One of the commonly used ATM strategies is dynamic lane use control. The FHWA defines dynamic lane use control as dynamically closing or opening individual traffic lanes as warranted and providing advance warning of the closure(s) (typically through dynamic lane control signs), in order to safely merge traffic into adjoining lanes. Drivers are required to identify and understand the intended lane usage and make an appropriate maneuver safely and smoothly.
In many existing dynamic lane use control installations, acceptable travel lanes are identified by text-based or graphical overhead signage such as a green arrow or a dynamic speed limit sign.
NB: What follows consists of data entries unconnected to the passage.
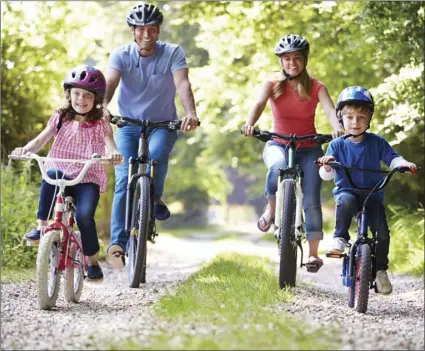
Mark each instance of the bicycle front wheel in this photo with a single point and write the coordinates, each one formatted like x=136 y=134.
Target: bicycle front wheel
x=47 y=270
x=137 y=248
x=363 y=273
x=287 y=243
x=74 y=272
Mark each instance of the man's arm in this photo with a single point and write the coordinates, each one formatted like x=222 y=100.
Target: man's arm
x=113 y=77
x=184 y=88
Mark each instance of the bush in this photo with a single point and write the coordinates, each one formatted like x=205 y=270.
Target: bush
x=407 y=240
x=18 y=215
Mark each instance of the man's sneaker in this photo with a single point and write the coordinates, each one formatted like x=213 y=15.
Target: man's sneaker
x=116 y=256
x=383 y=284
x=338 y=246
x=94 y=273
x=33 y=237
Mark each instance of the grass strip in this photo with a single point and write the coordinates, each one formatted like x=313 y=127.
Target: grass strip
x=232 y=303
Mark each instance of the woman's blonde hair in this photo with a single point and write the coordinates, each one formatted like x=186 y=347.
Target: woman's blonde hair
x=303 y=84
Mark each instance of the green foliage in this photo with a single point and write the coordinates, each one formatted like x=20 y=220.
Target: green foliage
x=407 y=240
x=19 y=206
x=230 y=304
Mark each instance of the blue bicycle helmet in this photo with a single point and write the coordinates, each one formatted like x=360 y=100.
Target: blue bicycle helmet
x=356 y=95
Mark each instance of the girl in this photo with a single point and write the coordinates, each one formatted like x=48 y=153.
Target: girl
x=79 y=131
x=294 y=96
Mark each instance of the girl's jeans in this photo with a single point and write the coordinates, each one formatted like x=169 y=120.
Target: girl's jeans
x=275 y=157
x=161 y=142
x=348 y=205
x=86 y=196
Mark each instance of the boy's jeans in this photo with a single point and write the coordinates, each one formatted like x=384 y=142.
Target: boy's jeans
x=348 y=205
x=161 y=142
x=275 y=156
x=86 y=196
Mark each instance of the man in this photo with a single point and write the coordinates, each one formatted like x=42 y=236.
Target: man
x=150 y=72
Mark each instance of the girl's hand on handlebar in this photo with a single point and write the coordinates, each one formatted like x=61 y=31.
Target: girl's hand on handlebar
x=247 y=130
x=189 y=123
x=408 y=164
x=116 y=158
x=19 y=151
x=325 y=160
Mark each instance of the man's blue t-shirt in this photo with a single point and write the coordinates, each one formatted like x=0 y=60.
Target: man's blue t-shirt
x=146 y=89
x=367 y=153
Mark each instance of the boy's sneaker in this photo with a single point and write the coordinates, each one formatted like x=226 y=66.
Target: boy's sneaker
x=33 y=237
x=338 y=246
x=383 y=284
x=94 y=273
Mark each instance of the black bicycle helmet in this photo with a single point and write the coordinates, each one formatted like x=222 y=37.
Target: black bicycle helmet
x=290 y=43
x=144 y=15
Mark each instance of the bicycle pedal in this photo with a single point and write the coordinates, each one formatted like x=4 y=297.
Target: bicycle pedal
x=334 y=255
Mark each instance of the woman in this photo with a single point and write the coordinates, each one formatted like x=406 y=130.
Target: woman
x=294 y=96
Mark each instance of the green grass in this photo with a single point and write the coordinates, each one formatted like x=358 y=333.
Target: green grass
x=9 y=275
x=231 y=304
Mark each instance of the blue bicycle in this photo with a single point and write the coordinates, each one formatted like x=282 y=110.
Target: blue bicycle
x=359 y=265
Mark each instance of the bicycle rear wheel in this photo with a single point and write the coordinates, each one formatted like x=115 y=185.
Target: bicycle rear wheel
x=74 y=273
x=47 y=270
x=363 y=273
x=137 y=248
x=287 y=243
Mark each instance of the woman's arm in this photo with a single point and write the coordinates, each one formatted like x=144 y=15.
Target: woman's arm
x=258 y=108
x=36 y=144
x=329 y=109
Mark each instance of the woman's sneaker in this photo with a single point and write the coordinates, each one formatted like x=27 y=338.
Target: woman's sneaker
x=94 y=273
x=33 y=237
x=338 y=246
x=383 y=284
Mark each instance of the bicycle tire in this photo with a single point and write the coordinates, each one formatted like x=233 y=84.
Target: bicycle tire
x=287 y=243
x=48 y=253
x=74 y=273
x=363 y=273
x=137 y=252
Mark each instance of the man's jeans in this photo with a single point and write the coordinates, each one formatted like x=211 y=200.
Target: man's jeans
x=275 y=156
x=161 y=142
x=348 y=205
x=86 y=196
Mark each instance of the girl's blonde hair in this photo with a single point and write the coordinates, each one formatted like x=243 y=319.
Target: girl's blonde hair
x=303 y=86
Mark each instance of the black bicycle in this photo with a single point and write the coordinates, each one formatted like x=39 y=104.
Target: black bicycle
x=359 y=265
x=289 y=220
x=139 y=209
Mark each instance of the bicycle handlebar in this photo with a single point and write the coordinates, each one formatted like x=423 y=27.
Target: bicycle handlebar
x=265 y=136
x=385 y=180
x=96 y=158
x=120 y=122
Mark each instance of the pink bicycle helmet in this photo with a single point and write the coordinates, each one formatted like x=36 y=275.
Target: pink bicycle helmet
x=86 y=77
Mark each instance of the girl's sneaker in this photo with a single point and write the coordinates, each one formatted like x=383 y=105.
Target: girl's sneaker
x=338 y=246
x=33 y=237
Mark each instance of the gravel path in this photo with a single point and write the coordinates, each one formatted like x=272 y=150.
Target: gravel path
x=111 y=311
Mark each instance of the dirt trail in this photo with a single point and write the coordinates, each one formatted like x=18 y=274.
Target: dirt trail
x=112 y=311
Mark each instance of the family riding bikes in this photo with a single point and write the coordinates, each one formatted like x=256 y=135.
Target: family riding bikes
x=82 y=135
x=294 y=178
x=147 y=74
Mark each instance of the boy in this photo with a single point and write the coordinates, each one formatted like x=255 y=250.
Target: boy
x=354 y=111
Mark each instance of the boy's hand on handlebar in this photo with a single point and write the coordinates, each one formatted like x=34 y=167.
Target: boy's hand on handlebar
x=325 y=160
x=247 y=130
x=337 y=133
x=189 y=123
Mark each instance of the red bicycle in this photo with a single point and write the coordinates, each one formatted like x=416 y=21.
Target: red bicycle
x=60 y=249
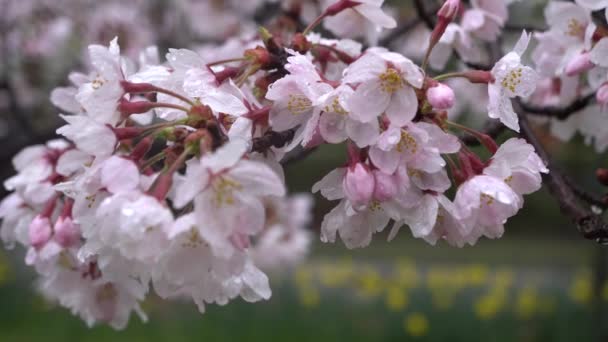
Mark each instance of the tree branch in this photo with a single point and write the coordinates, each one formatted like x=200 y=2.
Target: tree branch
x=590 y=225
x=272 y=139
x=560 y=113
x=493 y=128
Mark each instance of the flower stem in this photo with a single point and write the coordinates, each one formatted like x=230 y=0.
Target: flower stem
x=225 y=61
x=153 y=160
x=174 y=94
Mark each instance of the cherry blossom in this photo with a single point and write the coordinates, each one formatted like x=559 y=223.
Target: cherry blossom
x=385 y=84
x=512 y=79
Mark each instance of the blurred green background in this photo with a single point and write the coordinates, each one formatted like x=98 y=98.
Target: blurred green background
x=541 y=282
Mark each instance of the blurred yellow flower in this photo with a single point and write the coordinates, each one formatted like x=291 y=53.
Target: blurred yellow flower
x=369 y=282
x=335 y=275
x=477 y=275
x=489 y=305
x=443 y=299
x=309 y=296
x=416 y=324
x=526 y=303
x=396 y=298
x=581 y=289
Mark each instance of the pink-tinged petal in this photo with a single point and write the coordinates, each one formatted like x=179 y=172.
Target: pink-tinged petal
x=422 y=218
x=366 y=68
x=198 y=81
x=473 y=20
x=368 y=101
x=223 y=102
x=256 y=284
x=65 y=99
x=599 y=52
x=225 y=157
x=333 y=127
x=402 y=107
x=377 y=16
x=187 y=187
x=386 y=161
x=119 y=175
x=331 y=185
x=522 y=44
x=183 y=59
x=500 y=107
x=333 y=221
x=257 y=178
x=311 y=134
x=71 y=162
x=363 y=134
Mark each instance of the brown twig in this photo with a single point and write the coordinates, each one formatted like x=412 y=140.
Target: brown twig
x=560 y=113
x=589 y=224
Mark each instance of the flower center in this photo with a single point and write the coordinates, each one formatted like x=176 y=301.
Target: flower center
x=335 y=107
x=391 y=81
x=407 y=142
x=193 y=240
x=414 y=173
x=298 y=104
x=224 y=191
x=512 y=80
x=98 y=82
x=374 y=206
x=575 y=28
x=486 y=199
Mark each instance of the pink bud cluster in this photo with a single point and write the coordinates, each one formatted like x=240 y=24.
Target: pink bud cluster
x=170 y=178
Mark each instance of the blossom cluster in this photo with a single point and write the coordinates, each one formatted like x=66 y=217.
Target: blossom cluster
x=168 y=177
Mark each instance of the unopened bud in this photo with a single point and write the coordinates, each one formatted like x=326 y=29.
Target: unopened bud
x=259 y=55
x=315 y=140
x=479 y=76
x=340 y=6
x=602 y=176
x=67 y=233
x=441 y=97
x=579 y=64
x=602 y=95
x=126 y=132
x=385 y=186
x=449 y=9
x=300 y=43
x=40 y=232
x=240 y=241
x=359 y=184
x=127 y=108
x=137 y=87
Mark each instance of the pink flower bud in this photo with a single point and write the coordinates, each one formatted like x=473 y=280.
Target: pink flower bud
x=40 y=232
x=602 y=95
x=136 y=107
x=67 y=233
x=479 y=76
x=315 y=140
x=385 y=186
x=359 y=184
x=240 y=241
x=449 y=9
x=579 y=64
x=129 y=87
x=441 y=96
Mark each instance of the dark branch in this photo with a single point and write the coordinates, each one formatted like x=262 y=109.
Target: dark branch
x=585 y=195
x=272 y=139
x=398 y=32
x=493 y=128
x=590 y=225
x=560 y=113
x=424 y=16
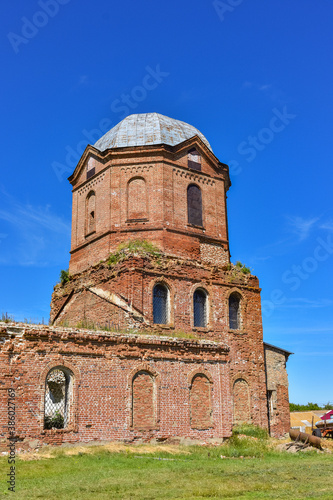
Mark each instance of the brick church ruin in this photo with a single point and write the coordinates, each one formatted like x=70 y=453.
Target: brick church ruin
x=154 y=334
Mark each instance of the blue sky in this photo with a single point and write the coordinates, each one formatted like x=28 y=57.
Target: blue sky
x=254 y=77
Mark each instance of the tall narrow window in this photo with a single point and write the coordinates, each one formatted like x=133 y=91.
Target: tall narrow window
x=200 y=402
x=143 y=407
x=90 y=213
x=194 y=159
x=56 y=407
x=200 y=308
x=194 y=205
x=137 y=199
x=234 y=311
x=160 y=304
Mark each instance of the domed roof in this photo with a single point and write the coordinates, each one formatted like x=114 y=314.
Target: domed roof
x=146 y=129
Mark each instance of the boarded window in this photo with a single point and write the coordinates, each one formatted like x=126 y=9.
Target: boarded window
x=234 y=311
x=200 y=402
x=241 y=395
x=200 y=308
x=160 y=304
x=194 y=205
x=143 y=413
x=194 y=159
x=56 y=405
x=137 y=199
x=90 y=213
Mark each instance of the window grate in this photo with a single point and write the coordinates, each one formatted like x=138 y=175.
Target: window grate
x=90 y=172
x=234 y=312
x=200 y=308
x=160 y=305
x=56 y=394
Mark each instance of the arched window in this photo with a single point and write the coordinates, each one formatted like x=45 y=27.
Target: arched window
x=58 y=386
x=194 y=159
x=241 y=396
x=194 y=205
x=200 y=402
x=143 y=407
x=200 y=308
x=234 y=311
x=90 y=213
x=137 y=199
x=160 y=304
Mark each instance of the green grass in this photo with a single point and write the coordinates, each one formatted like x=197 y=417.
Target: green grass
x=195 y=472
x=140 y=247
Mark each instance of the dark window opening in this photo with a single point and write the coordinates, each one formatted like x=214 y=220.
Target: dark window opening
x=90 y=172
x=160 y=304
x=234 y=311
x=200 y=308
x=194 y=159
x=194 y=205
x=56 y=399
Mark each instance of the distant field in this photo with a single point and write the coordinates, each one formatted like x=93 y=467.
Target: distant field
x=117 y=471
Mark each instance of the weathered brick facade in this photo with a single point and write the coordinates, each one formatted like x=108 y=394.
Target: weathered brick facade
x=179 y=349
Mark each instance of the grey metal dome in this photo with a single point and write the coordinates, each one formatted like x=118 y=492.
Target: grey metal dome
x=148 y=128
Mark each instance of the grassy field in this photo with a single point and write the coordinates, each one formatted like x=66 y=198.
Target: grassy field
x=117 y=471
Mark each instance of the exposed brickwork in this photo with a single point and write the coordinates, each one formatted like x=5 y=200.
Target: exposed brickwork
x=143 y=400
x=141 y=192
x=214 y=254
x=104 y=367
x=151 y=384
x=277 y=387
x=241 y=397
x=201 y=403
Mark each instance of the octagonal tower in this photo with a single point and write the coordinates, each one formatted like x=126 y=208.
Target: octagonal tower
x=154 y=178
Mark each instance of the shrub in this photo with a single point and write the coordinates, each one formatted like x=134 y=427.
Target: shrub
x=64 y=276
x=243 y=268
x=141 y=247
x=55 y=422
x=250 y=430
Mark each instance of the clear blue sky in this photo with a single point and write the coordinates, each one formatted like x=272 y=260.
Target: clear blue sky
x=255 y=77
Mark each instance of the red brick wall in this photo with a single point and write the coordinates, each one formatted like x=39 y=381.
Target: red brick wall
x=143 y=397
x=242 y=404
x=104 y=366
x=142 y=193
x=201 y=405
x=277 y=384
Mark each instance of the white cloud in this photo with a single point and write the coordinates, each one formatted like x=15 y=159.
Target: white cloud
x=301 y=227
x=35 y=236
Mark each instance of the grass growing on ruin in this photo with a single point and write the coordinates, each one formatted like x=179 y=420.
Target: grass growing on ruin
x=140 y=247
x=118 y=471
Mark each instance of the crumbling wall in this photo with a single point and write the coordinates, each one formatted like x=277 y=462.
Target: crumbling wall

Closed travel lanes are most often identified by an overhead red ‘X’. In some locations, ground-mounted signing is also used to communicate lane use to drivers. For example, Seattle, WA uses shoulder- or barrier-mounted signs that read either SHOULDER OPEN TO TRAFFIC or SHOULDER CLOSED. Other locations use signs to indicate the type of traffic allowed in the controlled lane (frequently buses). Various forms of static pavement marking or colored pavements are used to support the signs. There is little consistency and limited guidance in the methods used for communicating dynamic lane use control to drivers and little research on the most effective approaches. There are a number of other operational strategies that present similar traffic control challenges and the traffic control approaches should be consistent.
OBJECTIVE
The objective of this research was to develop recommendations for the application of dynamic lane use control based upon their human factors implications. This research discovered how dynamic lane use control should be interpreted broadly so as to include applications such as reversible lanes, hard shoulder running, dynamic junction control, and toll plazas.
STATUS
This project is complete and the final report has been published as NCHRP Research Report 1021, "Application of Dynamic Lane-Use Control: Proposed Practices."